Ну, детское, ответил он. Помнишь. «Истина в том, что повторено трижды подряд». Но она такого присловья не знала, ей ни разу не довелось услыхать то, что ему казалось общеизвестной формулой.

Впрочем, ему так и не довелось узнать, где ее предел. Все пределы они сооружали вместе, и она принимала их за свои собственные, но позже, ночью, вдвоем они преступали границы и вторгались в неизведанную страну. Пирс про себя полагал, что ее действительный барьер находится где-то дальше, что она знает, где он, или поймет, когда он покажется. Но его так и не достигли.
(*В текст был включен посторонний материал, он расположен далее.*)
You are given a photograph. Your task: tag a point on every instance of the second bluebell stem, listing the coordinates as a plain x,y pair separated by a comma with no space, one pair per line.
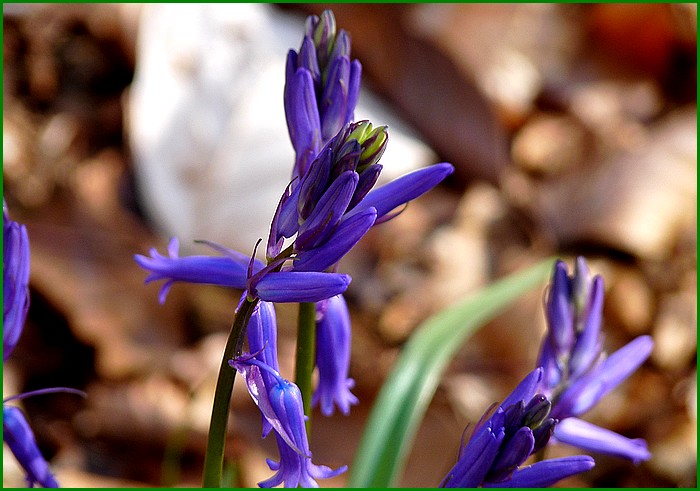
306,356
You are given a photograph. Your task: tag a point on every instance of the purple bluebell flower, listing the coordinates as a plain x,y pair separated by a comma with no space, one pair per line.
280,403
20,438
501,443
577,372
333,332
333,206
322,86
15,284
16,431
234,270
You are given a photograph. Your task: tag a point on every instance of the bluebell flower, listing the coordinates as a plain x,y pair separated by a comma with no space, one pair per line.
333,332
20,438
235,270
500,445
15,282
334,205
280,403
577,372
322,86
16,431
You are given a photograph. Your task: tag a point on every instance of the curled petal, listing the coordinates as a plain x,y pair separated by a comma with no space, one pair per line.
299,286
333,332
476,459
327,213
622,363
516,451
15,282
228,271
404,189
590,437
20,438
546,473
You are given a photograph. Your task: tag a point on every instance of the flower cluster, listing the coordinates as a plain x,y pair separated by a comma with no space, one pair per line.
499,445
328,206
573,374
16,431
577,372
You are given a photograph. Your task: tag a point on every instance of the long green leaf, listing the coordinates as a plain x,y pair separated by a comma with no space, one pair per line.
407,392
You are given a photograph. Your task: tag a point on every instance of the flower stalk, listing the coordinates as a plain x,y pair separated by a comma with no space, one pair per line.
214,457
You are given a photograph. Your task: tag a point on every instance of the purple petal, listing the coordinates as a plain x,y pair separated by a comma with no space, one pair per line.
404,189
327,213
259,393
588,344
333,335
589,437
229,271
560,311
303,120
20,438
15,282
476,459
511,455
300,286
546,473
525,390
622,363
348,233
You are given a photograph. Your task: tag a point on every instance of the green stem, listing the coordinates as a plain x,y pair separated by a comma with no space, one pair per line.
306,356
214,458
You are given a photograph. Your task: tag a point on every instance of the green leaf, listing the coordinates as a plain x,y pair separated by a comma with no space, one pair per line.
407,392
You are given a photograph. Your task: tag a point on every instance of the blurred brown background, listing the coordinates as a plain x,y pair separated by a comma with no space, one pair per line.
573,129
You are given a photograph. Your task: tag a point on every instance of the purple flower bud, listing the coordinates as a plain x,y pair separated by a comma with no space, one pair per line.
327,213
503,442
20,438
262,342
577,373
229,270
348,233
15,284
403,189
333,332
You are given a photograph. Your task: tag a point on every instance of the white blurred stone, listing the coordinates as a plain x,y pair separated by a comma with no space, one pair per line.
206,121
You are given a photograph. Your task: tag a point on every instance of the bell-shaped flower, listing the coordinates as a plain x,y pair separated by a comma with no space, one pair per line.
577,372
18,435
235,270
500,445
333,206
16,431
279,401
333,333
15,285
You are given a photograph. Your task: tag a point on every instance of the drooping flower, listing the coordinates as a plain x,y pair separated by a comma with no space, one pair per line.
20,438
333,332
577,372
280,403
501,443
16,431
15,282
321,89
232,269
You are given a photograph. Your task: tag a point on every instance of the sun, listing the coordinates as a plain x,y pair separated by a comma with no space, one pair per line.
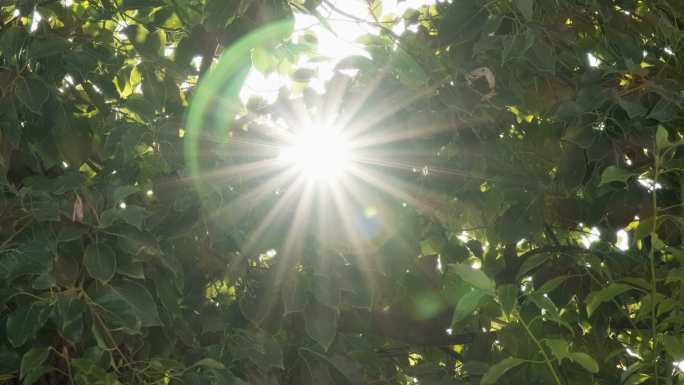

Уэсли. Вот где предел; чтобы достичь его, Пирсу нужно было стать таким же чокнутым, как она. Ради нее самой он надеялся, что она никогда больше не привлечет эманациями своего духа мужчину, способного на такое буйство, на такое… Лишь это Пирс никогда не мог ни сотворить для нее, ни хотя бы убедительно изобразить: внезапный всплеск мужского неистовства, безумного агрессивного скотства, — так что не угадать ни времени вспышки, ни последствий, словно у пожара или фейерверка, которые тоже не оставляли ее равнодушной.

Нет, он не таков, как они, совсем не таков, и разница для Пирса была очевидна: подобные мужчины жаждут лишь власти и используют секс, прибегают к нему, воздерживаются от него или на нем настаивают исключительно ради обладания властью. Пирса же власть над другими, над душами и телами, не искушала совсем — он боялся власти и не знал, что с ней делать, — мог вообразить ее лишь направленной против него самого.

Но разве он не использовал власть и не будет использовать снова, разве уже не продумывал этот способ заполучить секс? Разве он, Макиавелли от секса, тайный сексуальный агент, — разве он не гонял в хвост и гриву свою мнимую магическую власть и случайное знание о том, что хранится в душе Роз, forza e froda?[7] {41} Что, скажешь, нет?